GPs should prescribe LTRA (leukotriene receptor antagonist) tablets to patients earlier than they do in current practice, the guidance says.
NICE's latest draft guideline on managing asthma, now up for consultation, recommends that patients newly diagnosed with asthma should be prescribed a short-acting beta2 agonist (SABA) as reliever therapy to use whenever they experience symptoms.
It advises that patients who regularly use their reliever to control symptoms should be prescribed a low-dose inhaled corticosteroid (ICS) for use as maintenance therapy.
But if symptoms continue to persist, NICE now recommends that patients should be prescribed LTRA tablets alongside ICS as the first-line option of managing symptoms – instead of other options such as combination inhaler therapy.
NICE researchers concluded that both treatments were clinically effective as step-up therapy – but the former can be funded at just 7p a tablet, making it a significantly cheaper and a more desirable first-line option.
Managing asthma
This could reap savings of £3m a year for every 10,000 patients treated under the new recommendations, NICE said.
Patients who still experience symptoms while taking LTRA therapy should then be offered combination inhaler therapy in addition to or instead of the tablets, the recommendations say.
Diagnosis of asthma is not covered in the guidance, and NICE says it is still in the process of working up a separate guideline on this.
It released draft guidance recommending a standardised method of diagnosis two years ago, but finalised publication was delayed following a mixed reception to the recommendations.
Professor Mark Baker, director of the NICE centre for guidelines, said: ‘With this new guideline we want to give clear guidance on how health professionals can help people take control of their symptoms so they can live life to the fullest.
‘Millions of people need treatment for their asthma which comes at a price.
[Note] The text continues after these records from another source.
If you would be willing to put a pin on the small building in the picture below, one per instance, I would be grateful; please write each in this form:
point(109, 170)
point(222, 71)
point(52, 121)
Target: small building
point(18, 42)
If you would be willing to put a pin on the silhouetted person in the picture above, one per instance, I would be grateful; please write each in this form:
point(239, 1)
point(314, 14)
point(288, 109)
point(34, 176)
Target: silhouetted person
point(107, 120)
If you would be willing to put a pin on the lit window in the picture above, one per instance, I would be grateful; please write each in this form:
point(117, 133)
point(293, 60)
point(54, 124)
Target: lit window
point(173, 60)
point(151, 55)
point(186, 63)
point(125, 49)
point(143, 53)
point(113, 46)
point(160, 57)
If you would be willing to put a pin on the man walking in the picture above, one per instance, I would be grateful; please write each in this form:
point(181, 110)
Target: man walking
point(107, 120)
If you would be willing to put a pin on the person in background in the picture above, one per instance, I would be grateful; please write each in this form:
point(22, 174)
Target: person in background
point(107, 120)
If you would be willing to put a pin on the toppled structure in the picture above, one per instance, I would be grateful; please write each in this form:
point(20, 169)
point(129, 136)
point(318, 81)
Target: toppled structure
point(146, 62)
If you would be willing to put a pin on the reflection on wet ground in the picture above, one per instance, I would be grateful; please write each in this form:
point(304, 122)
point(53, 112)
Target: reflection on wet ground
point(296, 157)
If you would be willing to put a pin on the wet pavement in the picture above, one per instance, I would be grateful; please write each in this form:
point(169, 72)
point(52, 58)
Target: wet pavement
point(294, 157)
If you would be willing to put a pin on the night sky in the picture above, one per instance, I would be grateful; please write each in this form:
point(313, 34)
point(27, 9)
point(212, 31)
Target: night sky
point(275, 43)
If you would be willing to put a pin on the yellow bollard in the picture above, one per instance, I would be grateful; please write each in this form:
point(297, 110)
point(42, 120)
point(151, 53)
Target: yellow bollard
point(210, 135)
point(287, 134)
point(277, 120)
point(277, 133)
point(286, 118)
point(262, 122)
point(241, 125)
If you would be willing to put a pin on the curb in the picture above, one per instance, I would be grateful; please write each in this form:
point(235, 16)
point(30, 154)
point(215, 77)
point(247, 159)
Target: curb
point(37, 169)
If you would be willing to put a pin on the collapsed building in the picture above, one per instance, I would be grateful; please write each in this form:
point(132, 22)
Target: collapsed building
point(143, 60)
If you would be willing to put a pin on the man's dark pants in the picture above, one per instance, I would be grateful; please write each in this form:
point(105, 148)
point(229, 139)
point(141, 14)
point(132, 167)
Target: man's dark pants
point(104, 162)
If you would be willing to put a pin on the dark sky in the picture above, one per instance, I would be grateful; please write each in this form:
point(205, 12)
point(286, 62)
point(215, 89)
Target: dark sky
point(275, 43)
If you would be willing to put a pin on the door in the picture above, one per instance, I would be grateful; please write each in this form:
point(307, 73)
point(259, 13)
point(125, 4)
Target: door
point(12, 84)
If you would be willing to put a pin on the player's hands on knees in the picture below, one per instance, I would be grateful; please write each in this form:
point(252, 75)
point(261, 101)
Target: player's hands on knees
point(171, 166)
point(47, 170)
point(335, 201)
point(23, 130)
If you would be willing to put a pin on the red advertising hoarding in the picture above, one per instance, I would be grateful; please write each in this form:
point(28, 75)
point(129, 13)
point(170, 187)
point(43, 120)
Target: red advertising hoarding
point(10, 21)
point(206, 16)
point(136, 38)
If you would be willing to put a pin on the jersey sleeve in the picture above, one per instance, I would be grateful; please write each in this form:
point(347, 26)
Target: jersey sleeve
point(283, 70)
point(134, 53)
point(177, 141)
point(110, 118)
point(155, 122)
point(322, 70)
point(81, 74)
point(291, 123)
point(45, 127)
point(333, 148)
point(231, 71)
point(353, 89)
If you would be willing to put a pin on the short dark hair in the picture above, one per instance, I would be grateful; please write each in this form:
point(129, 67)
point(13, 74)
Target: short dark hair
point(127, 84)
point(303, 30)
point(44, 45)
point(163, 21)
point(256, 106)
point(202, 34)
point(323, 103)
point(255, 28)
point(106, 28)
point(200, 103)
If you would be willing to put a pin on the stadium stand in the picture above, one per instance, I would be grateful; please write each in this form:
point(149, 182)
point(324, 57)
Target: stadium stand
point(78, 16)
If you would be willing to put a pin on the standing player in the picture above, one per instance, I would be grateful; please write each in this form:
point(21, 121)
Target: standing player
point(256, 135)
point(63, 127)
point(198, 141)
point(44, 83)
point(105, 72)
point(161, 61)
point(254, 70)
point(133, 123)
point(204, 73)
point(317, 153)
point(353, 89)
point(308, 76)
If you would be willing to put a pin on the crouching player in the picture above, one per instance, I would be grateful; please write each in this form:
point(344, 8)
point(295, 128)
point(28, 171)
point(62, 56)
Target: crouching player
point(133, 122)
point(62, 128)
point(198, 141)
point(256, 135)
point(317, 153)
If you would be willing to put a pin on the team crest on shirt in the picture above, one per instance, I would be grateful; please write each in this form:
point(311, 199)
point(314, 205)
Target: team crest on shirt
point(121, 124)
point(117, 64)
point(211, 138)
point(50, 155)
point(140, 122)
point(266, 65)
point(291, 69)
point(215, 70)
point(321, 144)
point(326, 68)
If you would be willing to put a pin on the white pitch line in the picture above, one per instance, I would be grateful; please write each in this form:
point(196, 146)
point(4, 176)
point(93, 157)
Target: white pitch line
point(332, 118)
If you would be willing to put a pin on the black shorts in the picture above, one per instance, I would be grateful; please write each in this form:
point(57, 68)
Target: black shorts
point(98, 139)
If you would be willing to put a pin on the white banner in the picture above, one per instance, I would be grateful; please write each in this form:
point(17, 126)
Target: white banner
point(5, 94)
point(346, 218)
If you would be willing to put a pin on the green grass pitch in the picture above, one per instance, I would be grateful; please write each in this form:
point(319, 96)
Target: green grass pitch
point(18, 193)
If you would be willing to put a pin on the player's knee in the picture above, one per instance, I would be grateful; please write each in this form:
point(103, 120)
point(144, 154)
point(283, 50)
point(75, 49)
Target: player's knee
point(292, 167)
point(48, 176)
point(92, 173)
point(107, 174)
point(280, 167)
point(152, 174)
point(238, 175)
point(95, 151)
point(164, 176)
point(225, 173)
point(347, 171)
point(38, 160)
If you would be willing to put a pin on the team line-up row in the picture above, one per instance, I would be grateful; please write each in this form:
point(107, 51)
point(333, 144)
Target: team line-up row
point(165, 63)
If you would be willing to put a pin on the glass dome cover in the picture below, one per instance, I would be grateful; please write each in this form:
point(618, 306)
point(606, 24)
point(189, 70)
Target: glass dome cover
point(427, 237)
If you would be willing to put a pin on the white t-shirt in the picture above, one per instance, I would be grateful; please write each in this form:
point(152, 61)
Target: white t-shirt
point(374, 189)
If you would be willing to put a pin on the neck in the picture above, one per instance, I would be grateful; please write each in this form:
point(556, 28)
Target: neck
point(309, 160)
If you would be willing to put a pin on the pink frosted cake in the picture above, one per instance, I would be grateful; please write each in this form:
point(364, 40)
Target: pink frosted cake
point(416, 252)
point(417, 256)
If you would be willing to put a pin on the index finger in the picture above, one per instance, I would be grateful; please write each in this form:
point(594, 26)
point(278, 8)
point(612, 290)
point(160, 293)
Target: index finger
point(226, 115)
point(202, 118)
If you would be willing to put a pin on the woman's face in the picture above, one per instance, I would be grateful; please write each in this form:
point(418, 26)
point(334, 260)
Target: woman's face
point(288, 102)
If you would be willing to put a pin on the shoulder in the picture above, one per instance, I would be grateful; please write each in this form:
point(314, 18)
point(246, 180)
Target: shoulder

We also need to make sure that we make the best use of NHS resources and our guidance is the first to set out what the most clinical and cost-effective options for treating asthma are.
‘We recognise that these new recommendations represent a change to current practice. However it is a change that is likely to save the NHS millions each year.
‘We now want to hear from all those who provide care for people with asthma in the NHS to ensure that the views of those this guidance will affect are fully considered.’